Remarque 1. La preuve ci-dessus montre en fait que la loi forte des grands nombres tient même si l’on ne suppose que l’indépendance par paires du , plutôt que l’indépendance conjointe.
Remarque 2. Il est essentiel que les variables aléatoires soient « recyclées » d’une moyenne empirique à la suivante, afin d’obtenir la propriété quasimonotonique cruciale (9). Si à la place nous avons pris des moyennes complètement indépendantes , où les sont tous iid, alors la loi forte des grands nombres se décompose en fait avec juste une hypothèse de premier moment. (Pour un contre-exemple, considérons une variable aléatoire X qui vaut avec une probabilité pour ; cette variable aléatoire (à peine) a un premier moment fini, mais pour , on voit que s’écarte d’au moins une constante absolue de sa moyenne avec probabilité . Comme les moyennes empiriques pour sont maintenant conjointement indépendantes, la probabilité que l’un d’eux s’écarte significativement est maintenant extrêmement proche de 1 (super-exponentiellement proche en , en fait), conduisant à l’échec total de la loi forte dans ce contexte.) Bien sûr, si l’on limite l’attention à une suite lacunaire de n alors la preuve ci-dessus passe par le cas indépendant (puisque le lemme de Borel-Cantelli est insensible à cette indépendance). En exploitant davantage l’indépendance conjointe (par exemple en utilisant l’inégalité de Chernoff), on peut également obtenir la loi forte pour des moyennes empiriques indépendantes pour la séquence complète n sous les limites du second moment.

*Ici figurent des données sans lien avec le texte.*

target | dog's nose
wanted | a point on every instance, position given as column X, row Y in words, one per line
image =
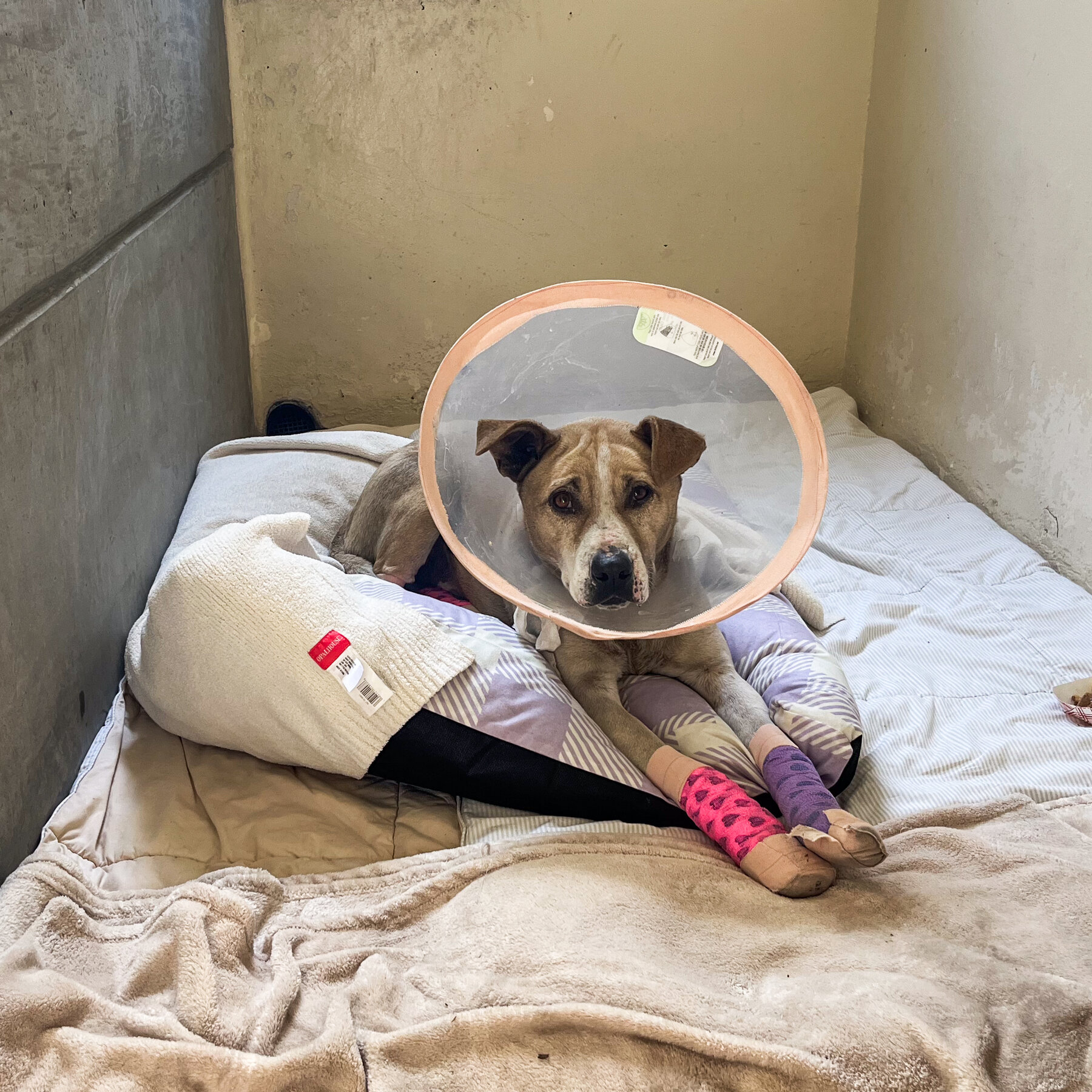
column 612, row 577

Remarque 3. Du point de vue de la théorie de l’interpolation, on peut considérer l’argument ci-dessus comme un argument d’interpolation, établissant une estimation (10) en interpolant entre une estimation (Lemme 2) et l’estimation (4).

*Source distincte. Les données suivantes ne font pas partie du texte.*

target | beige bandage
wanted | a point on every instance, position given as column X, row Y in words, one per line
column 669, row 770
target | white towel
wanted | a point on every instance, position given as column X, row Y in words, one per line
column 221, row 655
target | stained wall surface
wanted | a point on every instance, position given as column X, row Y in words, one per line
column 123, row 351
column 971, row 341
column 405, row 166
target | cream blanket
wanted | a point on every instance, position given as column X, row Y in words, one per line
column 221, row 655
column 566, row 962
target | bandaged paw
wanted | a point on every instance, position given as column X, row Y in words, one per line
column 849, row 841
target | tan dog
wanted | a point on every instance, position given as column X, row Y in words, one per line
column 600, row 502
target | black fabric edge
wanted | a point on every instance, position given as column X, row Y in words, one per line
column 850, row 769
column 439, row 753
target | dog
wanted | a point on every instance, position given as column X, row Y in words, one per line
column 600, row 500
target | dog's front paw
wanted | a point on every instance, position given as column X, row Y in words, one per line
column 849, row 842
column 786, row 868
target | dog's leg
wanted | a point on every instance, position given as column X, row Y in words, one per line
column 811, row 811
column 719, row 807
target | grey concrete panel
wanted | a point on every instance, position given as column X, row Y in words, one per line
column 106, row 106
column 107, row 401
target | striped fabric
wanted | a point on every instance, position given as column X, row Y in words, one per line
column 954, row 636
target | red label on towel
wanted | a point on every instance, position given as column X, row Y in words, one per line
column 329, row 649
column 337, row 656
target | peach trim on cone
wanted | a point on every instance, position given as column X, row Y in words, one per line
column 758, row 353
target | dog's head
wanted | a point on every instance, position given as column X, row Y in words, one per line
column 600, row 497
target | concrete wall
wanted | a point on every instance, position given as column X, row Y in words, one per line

Remarque 4. En considérant la séquence comme un processus stationnaire, et donc comme un cas particulier d’un système de préservation des mesures, on peut considérer la loi faible et forte des grands nombres comme des cas particuliers des théorèmes ergodiques moyens et ponctuels respectivement (voir l’exercice 9 de la lecture 8 de 254A et le Théorème 2 de la lecture 9 de 254A).